I considered the traditional cop solution-booze, early and often-but I was scared I would end up phoning inappropriate people at three in the morning to spill my guts, plus I discovered that target practice anaesthetized me almost as well and without any messy side effects. This made almost no sense, given the way I was reacting to loud noises in general, but I was OK with that. After the first few shots a fuse would blow in the back of my brain and the rest of the world vanished somewhere faint and far away, my hands turned rock-steady on the gun and it was just me and the paper target, the hard familiar smell of powder in the air and my back braced solid against the recoil. I came out calm and numb as if I’d been Valiumed. By the time the effect wore off, I had made it through another day at work and I could go whack my head off sharp corners in the comfort of my own home. I’d got to the point where I could make nine head shots out of ten, at forty yards, and the wizened little man who ran the range had started looking at me with a horse trainer’s eye and making noises about the department championships.
I finished up around seven, that morning. I was in the locker room, cleaning my gun and trying to shoot the breeze with two guys from Vice without giving them the impression that I wanted to go get breakfast, when my mobile phone rang.
“Jesus,” one of the Vice boys said. “You’re DV, aren’t you? Who has the energy to beat up his missus at this hour?”
“You can always make time for the things that really matter,” I said, digging my locker key out of my pocket.
“Maybe it’s black ops,” said the younger guy, grinning at me. “Looking for sharpshooters.” He was big and redheaded, and he thought I was cute. He had his muscles arranged to full advantage, and I had caught him checking out my ring finger.
“Must’ve heard we weren’t available,” said his mate.
I fished the phone out of my locker. The screen said SAM O’NEILL, and the missed-call icon was flashing at me in one corner.
“Hi,” I said. “What’s up?”
“Cassie,” Sam said. He sounded terrible: breathless and sick, as if someone had punched the wind out of him. “Are you OK?”

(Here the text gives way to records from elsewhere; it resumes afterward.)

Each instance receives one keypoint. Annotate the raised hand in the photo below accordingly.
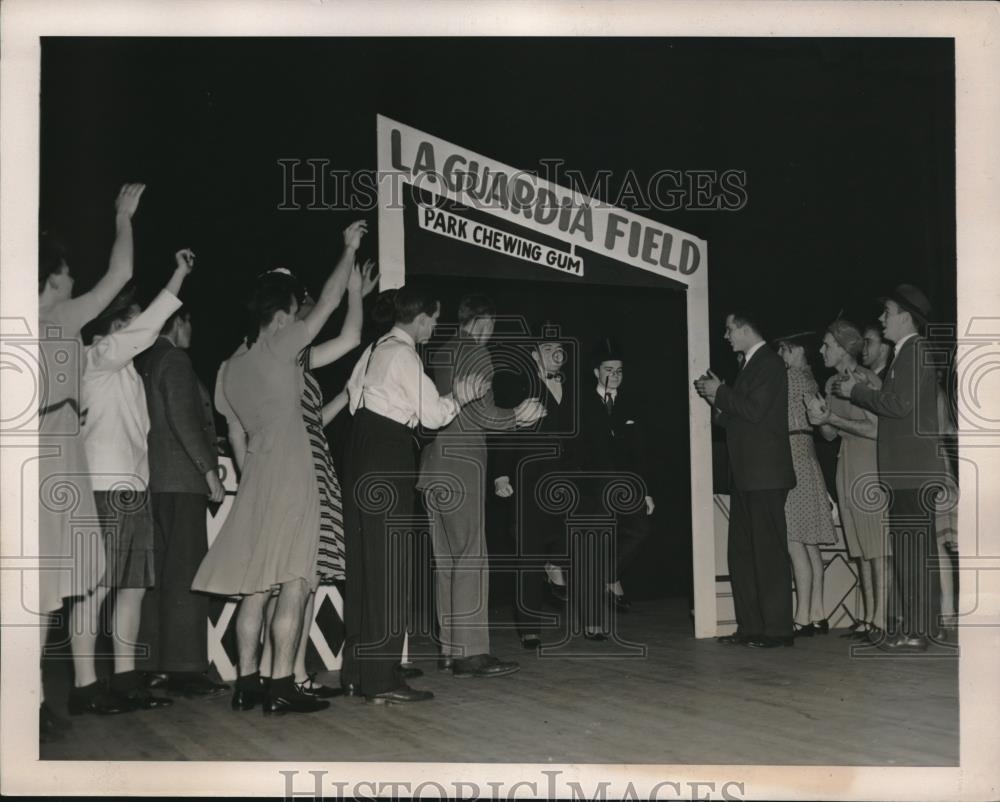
(529, 412)
(354, 280)
(354, 233)
(216, 492)
(816, 409)
(185, 259)
(707, 385)
(369, 277)
(128, 199)
(843, 384)
(469, 388)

I turned my shoulder to the Vice guys and moved off into a corner. “I’m fine. Why? What’s wrong?”
“Jesus Christ,” Sam said. He made a hard little noise like his throat was too tight. “I called you four times. I was about to send someone over to your place looking for you. Why didn’t you answer your bloody phone?”
This was not like Sam. He’s the gentlest guy I’ve ever known. “I’m at the firing range,” I said. “It was in my locker. What’s happened?”
“Sorry. I didn’t mean to… sorry.” He made that harsh little sound again. “I got called out. On a case.”
My heart gave one huge whap against my rib cage. Sam is on the Murder squad. I knew I should probably sit down for this, but I couldn’t make my knees bend. I leaned back against the lockers instead.
“Who is it?” I asked.
“What? No-God, no, it’s not… I mean, it’s not anyone we know. Or anyway I don’t think-Listen, can you come down here?”
My breath came back. “Sam,” I said. “What the hell is going on?”
“Just… can you just come? We’re in Wicklow, outside Glenskehy. You know it, right? If you follow the signs, go through Glenskehy village and keep going straight south, about three-quarters of a mile on there’s a little lane to your right-you’ll see the crime-scene tape. We’ll meet you there.”
The Vice boys were starting to look interested. “My shift starts in an hour,” I said. “It’ll take me that long just to get out there.”
“I’ll call it in. I’ll tell DV we need you.”
“You don’t. I’m not in Murder any more, Sam. If this is a murder case, it’s nothing to do with me.”
A guy’s voice in the background: a firm, easy drawl, hard to ignore; familiar, but I couldn’t place it. “Hang on,” Sam said.